What 8.5 million tweets targeting Rana Ayyub tell us about online violence and the failure to stop it. As journalist Rana Ayyub is found to be one of the most brutally targeted women journalists on Twitter, ICFJ’s Julie Posetti discusses the failure of big tech companies to arrest online violence, even as abuse and harassment on social media lead to psychological injury and offline attacks.
Why The Guardian shared its Uber Files investigation with rivals. Sharing a scoop with journalists on rival publications ahead of publication is almost unheard of – but when The Guardian’s Paul Lewis obtained a huge cache of files revealing corruption at tech giant Uber he decided to do just that.
There’s a bigger risk to journalists’ mental health than PTSD. When journalists in conflict zones or natural disasters are expected to step outside their roles, it can have a damaging effect.

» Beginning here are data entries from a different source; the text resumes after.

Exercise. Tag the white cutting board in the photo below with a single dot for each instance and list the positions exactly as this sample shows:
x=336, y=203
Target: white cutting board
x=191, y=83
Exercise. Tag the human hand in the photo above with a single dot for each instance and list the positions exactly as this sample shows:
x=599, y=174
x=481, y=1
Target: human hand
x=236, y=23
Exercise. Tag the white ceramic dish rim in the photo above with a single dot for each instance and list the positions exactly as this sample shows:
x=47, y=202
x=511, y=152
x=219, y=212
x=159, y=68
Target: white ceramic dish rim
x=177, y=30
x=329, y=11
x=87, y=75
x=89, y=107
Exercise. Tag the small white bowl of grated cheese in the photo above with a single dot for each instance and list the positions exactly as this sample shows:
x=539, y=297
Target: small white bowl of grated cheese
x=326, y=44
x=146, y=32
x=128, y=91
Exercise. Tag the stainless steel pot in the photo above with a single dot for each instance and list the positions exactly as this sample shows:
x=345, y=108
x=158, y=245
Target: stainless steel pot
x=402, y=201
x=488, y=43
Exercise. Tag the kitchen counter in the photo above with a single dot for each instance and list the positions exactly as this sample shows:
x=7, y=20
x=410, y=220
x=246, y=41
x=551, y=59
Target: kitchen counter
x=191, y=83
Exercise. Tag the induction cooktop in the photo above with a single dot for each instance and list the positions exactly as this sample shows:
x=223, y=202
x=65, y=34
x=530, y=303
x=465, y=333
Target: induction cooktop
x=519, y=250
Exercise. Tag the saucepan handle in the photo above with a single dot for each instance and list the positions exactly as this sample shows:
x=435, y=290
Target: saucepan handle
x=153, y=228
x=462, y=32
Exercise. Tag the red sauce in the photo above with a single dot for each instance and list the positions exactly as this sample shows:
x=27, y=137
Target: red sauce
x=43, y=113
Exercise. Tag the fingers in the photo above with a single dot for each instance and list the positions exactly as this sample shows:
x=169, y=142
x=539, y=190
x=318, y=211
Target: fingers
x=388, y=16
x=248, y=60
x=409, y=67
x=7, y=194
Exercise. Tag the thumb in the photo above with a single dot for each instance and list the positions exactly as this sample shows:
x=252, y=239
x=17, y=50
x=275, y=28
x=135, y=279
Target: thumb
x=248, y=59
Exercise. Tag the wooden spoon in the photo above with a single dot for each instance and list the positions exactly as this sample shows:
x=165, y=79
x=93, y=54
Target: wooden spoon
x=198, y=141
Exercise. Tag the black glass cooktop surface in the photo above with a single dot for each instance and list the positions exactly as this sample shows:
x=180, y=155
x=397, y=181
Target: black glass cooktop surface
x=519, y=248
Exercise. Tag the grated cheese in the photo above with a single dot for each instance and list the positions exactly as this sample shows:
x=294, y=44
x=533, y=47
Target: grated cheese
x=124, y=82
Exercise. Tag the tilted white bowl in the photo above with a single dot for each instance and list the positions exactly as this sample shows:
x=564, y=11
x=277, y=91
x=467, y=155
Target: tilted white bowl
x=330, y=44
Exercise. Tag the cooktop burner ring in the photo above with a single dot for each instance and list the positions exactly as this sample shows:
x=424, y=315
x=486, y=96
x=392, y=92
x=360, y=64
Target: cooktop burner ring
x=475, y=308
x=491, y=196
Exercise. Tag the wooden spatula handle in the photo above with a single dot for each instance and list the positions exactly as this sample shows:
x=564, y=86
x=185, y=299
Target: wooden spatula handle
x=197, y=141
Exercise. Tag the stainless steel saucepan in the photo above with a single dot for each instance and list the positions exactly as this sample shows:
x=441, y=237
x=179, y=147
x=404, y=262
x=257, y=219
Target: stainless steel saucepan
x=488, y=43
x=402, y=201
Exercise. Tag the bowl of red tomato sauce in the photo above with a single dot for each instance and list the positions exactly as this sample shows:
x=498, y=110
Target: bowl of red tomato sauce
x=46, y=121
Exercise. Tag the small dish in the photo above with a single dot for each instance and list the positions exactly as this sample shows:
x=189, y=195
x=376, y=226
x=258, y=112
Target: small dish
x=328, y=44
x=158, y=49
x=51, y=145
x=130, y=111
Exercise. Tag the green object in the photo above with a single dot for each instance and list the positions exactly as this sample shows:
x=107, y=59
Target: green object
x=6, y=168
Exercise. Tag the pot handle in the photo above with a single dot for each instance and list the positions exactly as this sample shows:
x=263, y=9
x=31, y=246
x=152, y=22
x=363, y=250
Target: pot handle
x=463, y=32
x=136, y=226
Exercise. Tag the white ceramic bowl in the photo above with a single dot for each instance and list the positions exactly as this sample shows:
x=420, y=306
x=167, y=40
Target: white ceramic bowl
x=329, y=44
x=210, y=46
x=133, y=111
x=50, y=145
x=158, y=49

Ukraine’s ABO: defending local journalism amid upheaval of war. The war has had especially devastating consequences on one of the most challenged sectors of journalism: local news. As a response to the crisis facing local media in Ukraine, in March the ABO Local Media Development Agency, which supports a network of hyperlocal media in the country, embarked on a large-scale donor fundraising campaign.
A new kind of partnership: journalists and civil society organizations are teaming up. The practice upends the industry’s drive for neutrality. But cross-field collaborations are becoming more commonplace to help bolster investigative work.
We support a global effort to address misinformation. The European Journalism Centre joins the Content Authenticity Initiative.
Closing the AI gap: how small news publishers can benefit. AI implementation in the newsroom is not all about the technology, there are other important aspects to factor in like the resources: time, money, people.
English courts get new powers to dismiss SLAPP cases against reporters. The government has announced proposals for a three-stage test to tackle at an early stage intimidatory legal actions against reporters and publishers.
As many journalists come under attack, TRF launches a free tool to monitor online abuse. Designed with the help of Jigsaw, TRFilter allows users to mute and block abusers at scale.
The first ten grantees of the Solutions Journalism Accelerator programme. €1.3 million of grants awarded for solutions-oriented development reporting.
Is the future of fact-checking automated? Fact-checkers in London have developed a verification tool to live fact-check false claims with a goal of global implementation.